La casa en la que vivíamos estaba a nombre de ambos, así que llamé a un viejo amigo notario y agendé una cita.
- Ismael, ¿cuántos años han pasado ya? -Estrechó mi mano.
- Bastantes, Fausto, bastantes. -Dije al tiempo que solté su mano y me senté en la silla de piel frente a su escritorio.
- Creo que no te veo desde que estábamos en la preparatoria. ¿Seguiste con tu sueño loco de ser escritor?
- No.
- Al grano, me encanta. ¿Qué puedo hacer por ti?- preguntó Fausto, mientras sacaba una pluma de su cajón.
- La casa en la que vivo… vivía, con mi novia, está a nombre de ambos; ¿hay alguna forma de hacer que esté solo a nombre de ella?
- Sí, claro, una donación. Preparo los papeles y haciendo los pagos es cuestión de unas horas, teniendo las firmas de ambos.
- ¿No es posible sin la firma de ella? -Pregunté.
- Claro, aquí todo es posible, si puedes pagarlo. ¿Tienes forma de conseguir una fotografía de su firma?

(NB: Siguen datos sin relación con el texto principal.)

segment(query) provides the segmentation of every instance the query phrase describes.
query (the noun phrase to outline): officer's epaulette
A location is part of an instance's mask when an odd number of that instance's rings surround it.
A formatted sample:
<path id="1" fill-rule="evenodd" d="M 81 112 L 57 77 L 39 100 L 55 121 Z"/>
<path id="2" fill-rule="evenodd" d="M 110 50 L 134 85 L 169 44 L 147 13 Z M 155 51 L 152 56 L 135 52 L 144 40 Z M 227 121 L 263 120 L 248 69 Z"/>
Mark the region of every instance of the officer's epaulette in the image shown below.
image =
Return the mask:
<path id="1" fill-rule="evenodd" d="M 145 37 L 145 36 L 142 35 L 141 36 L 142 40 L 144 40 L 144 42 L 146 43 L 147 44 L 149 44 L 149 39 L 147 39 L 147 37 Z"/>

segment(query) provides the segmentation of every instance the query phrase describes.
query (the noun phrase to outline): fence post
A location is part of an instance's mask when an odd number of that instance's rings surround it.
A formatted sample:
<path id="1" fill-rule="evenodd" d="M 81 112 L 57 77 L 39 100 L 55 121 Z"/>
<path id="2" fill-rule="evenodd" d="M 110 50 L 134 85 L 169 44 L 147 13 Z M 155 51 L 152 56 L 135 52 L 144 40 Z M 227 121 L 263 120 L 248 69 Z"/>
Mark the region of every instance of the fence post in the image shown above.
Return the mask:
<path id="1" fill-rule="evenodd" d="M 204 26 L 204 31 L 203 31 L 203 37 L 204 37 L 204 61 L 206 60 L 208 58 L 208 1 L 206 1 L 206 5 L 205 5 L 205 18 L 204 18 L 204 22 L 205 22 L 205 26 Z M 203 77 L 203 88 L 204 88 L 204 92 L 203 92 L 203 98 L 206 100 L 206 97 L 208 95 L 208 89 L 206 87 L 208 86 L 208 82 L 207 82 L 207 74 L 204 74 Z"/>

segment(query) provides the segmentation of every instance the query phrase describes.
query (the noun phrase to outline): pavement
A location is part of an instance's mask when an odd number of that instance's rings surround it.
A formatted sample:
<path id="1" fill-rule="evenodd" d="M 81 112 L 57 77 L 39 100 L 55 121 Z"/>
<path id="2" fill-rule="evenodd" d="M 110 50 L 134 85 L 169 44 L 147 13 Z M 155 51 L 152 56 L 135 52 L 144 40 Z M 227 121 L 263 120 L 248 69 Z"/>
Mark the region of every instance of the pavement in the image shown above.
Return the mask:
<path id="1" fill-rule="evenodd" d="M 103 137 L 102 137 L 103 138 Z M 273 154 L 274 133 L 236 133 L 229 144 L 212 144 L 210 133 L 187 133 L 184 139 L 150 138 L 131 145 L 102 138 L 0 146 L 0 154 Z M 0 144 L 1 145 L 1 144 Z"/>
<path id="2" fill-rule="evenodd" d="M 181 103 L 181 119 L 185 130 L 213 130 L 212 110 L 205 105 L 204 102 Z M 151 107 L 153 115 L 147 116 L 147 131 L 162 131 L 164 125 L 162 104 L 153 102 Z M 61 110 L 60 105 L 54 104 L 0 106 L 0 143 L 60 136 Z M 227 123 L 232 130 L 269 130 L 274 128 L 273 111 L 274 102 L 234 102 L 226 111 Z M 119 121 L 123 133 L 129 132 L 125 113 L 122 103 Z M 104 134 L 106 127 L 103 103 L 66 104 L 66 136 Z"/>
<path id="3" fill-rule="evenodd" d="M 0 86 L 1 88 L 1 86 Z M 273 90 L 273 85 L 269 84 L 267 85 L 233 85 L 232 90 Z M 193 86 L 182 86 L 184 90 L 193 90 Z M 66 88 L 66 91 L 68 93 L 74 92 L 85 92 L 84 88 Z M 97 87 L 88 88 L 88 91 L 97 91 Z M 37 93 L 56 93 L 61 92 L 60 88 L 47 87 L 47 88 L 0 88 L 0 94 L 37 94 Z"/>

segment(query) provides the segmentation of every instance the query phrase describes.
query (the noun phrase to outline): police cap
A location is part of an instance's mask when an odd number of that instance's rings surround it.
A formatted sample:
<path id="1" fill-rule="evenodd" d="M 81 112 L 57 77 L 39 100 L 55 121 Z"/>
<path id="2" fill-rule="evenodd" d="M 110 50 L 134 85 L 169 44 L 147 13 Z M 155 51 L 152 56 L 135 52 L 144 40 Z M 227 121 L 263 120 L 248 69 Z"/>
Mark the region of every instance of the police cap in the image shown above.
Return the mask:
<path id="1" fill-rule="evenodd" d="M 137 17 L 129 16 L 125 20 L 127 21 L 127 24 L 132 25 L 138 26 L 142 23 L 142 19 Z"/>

- No tengo mucho dinero. ¿Qué pasaría con mi parte de la casa si yo muriera hoy?
- ¿Tienes testamento?
- No.
- Entonces, tendría que revisar quiénes de tus familiares siguen vivos, para ver quién tiene derecho. Se nombra un albacea… a decir verdad es bastante tedioso y eso es mucho decir, viniendo de un notario. -Soltó una carcajada que me hizo ver cuán poco comprendió de la situación, o cuán poco le importaba.
Le pedí que redactara mi testamento a nombre de mi novia.
Darle una casa para vivir con un buen hombre a la mujer que pensé amar… es un logro; bastante impresionante para alguien que ni siquiera existió.
Además, el dinero del seguro de vida ayudará en algo. Me educaron para poner mi vida al servicio de la comunidad. Si existe un Dios, esto le agradará.
En menos de tres horas, había resuelto todos mis asuntos en la Tierra. Hora de irse.
Manejé por la carretera hacia la montaña donde acampaba con mis padres, en el tiempo donde yo era niño; mi padre me hablaba y mi madre vivía.
Irónico que para terminar con mi vida actual había escogido pasar por las mismas curvas de asfalto que me arrebataron la anterior.
Me estacioné sobre el acotamiento; apagué el coche; dejé las llaves en el parabrisas y fui a buscar un buen lugar para partir.
Caminé por el bosque que rodea la montaña durante tres cuartos de hora y encontré un joven encino.
Saqué de mi bolsillo las pastillas que había elegido y me reconfortó que no fueran muy difíciles de tragar. Siempre batallé para tomar pastillas.
También me tranquilizó que mi ropa estuviera hecha de algodón, así no contaminaría el ambiente más de lo necesario: cuando mi cuerpo se convierta en abono, la ropa no perdurará.
Me senté sobre el pasto; recargué mi espalda sobre el tronco del joven árbol; cerré mis ojos lentamente; respiré profundo y me dispuse a morir.
De alguna forma, me las había arreglado para vivir una vida que valió la pena y ahora me iría con paz.